Derken, bir gün Jeremy’nin topallayarak ve sakat ayağını sürüyerek öğretmeninin masasına kadar gelip:
“Sizi seviyorum Bayan Miller” diye, tüm sınıfın duyabileceği şekilde bağırdığını gördü.
Bu söze diğer öğrenciler gülüştüler. Öğretmen Doris’in yüzü ise kıpkırmızı olmuştu:
“B-b-bu çok hoş Jeremy!” dedi, “A-ama şimdi sırana otur istersen, tamam mı?”
Günler öylece gelip geçti ve bahar geldi. Hz. İsa’nın göğe yükselişinin kutlandığı bahar bayramına bir hafta kalmıştı ki, Doris onlara Hz. İsa hakkında bir öykü anlattı ve her öğrenciye birer plastik yumurta dağıtarak, yeni hayatı vurgulamak üzere şu ödevi verdi:
“Şimdi bunu eve götürmenizi ve yarın içine yeni hayatı simgeleyen birşey koymuş olarak geri getirmenizi istiyorum; anlaşıldı mı?”
Çocuklar:
“Evet Bayan Miller” diye bağırdılar.
Jeremy hariç.
Jeremy kulak kesilmiş, öğretmeni gözlerini bir an bile ondan ayırmadan dinliyordu. Her zaman çıkardığı sesleri bile çıkarmıyordu. Bayan Miller’ın Hz. İsa ve yeni hayat hakkında söylediklerini anlamamış mıydı yoksa? Ya verdiği ödevi? Herhalde, Jeremy’nin ailesini arayıp ödevi onlara anlatsa daha iyi olacaktı.

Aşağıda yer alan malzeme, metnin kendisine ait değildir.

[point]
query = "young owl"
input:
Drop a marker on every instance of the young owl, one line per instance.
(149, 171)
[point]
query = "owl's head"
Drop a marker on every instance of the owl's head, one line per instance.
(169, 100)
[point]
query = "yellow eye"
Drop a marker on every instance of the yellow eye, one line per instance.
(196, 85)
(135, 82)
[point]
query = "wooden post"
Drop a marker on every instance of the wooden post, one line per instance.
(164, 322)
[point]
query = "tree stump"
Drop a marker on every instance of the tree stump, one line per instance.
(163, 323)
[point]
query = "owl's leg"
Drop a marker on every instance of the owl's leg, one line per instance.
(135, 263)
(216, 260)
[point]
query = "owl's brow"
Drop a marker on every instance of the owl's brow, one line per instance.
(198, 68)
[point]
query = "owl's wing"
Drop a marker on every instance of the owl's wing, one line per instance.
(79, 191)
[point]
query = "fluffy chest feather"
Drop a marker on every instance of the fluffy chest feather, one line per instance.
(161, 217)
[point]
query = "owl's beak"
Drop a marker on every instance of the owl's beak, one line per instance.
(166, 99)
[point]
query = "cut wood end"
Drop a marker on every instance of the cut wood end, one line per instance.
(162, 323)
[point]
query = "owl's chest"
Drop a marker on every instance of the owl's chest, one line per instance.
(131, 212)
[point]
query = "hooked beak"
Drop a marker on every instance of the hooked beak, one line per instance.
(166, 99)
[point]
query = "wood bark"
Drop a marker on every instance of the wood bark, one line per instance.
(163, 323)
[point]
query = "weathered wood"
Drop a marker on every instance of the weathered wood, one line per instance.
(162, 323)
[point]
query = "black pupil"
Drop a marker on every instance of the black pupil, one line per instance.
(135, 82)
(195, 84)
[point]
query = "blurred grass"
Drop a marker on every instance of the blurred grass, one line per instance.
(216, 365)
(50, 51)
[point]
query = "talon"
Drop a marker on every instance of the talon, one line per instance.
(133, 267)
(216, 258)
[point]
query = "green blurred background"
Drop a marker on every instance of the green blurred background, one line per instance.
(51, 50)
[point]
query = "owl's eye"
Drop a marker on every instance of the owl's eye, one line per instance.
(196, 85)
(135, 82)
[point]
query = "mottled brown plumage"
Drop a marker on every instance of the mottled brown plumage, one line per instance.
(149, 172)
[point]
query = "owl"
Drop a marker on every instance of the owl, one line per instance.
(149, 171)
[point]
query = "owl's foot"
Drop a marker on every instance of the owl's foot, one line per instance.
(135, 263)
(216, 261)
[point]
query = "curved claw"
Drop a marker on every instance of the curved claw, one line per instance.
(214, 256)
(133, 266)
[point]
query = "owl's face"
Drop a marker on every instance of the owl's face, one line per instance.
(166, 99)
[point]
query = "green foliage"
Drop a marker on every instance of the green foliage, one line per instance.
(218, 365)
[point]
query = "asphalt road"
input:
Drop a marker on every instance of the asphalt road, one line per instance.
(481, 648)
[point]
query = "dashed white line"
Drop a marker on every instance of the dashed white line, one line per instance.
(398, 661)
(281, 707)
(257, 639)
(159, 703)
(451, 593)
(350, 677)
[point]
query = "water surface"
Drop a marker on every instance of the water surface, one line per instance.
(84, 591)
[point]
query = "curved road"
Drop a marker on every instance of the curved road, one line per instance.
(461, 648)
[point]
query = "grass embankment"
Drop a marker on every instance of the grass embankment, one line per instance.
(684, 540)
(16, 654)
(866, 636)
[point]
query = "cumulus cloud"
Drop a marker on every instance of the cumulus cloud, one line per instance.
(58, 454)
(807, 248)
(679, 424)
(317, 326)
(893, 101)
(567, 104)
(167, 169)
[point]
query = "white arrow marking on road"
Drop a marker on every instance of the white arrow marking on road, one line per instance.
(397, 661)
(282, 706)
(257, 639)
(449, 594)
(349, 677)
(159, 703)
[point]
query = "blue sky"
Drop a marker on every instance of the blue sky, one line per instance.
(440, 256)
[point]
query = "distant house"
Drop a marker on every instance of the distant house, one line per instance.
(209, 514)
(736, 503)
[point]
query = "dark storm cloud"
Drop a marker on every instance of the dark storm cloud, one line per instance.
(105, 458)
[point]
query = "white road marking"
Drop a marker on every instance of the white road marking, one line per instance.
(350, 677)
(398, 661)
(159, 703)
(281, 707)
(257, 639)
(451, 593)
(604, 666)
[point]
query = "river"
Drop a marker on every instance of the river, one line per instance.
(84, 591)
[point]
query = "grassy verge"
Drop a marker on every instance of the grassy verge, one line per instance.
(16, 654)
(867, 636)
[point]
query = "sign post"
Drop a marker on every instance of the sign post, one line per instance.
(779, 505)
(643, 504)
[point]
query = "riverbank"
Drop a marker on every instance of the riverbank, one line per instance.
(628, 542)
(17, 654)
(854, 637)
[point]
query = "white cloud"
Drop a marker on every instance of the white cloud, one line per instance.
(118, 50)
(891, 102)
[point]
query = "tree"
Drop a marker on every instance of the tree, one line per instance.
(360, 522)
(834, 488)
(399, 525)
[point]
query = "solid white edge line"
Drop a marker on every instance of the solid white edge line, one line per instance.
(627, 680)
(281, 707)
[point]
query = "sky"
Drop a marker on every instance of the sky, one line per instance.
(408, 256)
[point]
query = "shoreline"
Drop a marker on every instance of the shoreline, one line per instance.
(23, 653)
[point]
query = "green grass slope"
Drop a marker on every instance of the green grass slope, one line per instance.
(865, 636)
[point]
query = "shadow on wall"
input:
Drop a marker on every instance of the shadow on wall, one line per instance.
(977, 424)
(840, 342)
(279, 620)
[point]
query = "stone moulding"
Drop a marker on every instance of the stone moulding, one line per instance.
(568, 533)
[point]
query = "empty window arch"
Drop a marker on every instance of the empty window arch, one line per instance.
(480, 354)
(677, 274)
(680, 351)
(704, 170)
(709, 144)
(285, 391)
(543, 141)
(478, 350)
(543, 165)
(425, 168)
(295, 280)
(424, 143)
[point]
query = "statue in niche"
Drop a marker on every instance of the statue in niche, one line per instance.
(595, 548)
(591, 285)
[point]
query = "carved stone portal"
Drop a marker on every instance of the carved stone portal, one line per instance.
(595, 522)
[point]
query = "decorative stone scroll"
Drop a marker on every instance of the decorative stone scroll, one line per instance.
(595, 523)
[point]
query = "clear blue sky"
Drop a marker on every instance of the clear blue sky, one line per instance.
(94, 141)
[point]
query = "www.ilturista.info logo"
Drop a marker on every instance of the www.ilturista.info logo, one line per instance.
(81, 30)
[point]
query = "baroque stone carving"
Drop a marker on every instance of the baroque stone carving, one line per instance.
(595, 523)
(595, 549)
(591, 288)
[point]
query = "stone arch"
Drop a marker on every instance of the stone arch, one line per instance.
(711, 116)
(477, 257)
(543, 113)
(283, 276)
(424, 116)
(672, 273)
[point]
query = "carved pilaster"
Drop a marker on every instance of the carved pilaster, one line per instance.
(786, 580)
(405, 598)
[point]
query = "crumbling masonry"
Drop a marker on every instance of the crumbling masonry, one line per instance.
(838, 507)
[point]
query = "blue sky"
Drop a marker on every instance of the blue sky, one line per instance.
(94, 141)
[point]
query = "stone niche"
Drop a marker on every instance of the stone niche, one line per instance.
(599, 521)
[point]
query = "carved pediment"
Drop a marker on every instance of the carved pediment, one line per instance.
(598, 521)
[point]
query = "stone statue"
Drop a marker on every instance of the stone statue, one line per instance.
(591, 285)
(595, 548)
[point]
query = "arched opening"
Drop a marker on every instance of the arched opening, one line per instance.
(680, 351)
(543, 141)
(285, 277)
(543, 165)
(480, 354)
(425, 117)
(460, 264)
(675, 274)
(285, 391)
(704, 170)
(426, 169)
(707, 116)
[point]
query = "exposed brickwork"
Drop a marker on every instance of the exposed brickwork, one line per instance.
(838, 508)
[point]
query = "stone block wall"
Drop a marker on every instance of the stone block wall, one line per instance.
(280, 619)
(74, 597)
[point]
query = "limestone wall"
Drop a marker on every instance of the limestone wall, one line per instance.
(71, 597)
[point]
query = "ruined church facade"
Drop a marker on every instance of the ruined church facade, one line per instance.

O akşam, Doris’in mutfak lavabosu tıkandı. Ev sahibini çağırdı ve bir saat boyunca onun tıkalı lavaboyu açmasını bekledi. Marketten yapacağı alışveriş bu yüzden gecikmişti. Döndüğünde ise, ütülenecek bir elbise ve ertesi güne hazırlanacak test bekliyordu kendisini. Bu telaş içinde, Jeremy’nin ailesine telefon etmeyi unuttu gitti.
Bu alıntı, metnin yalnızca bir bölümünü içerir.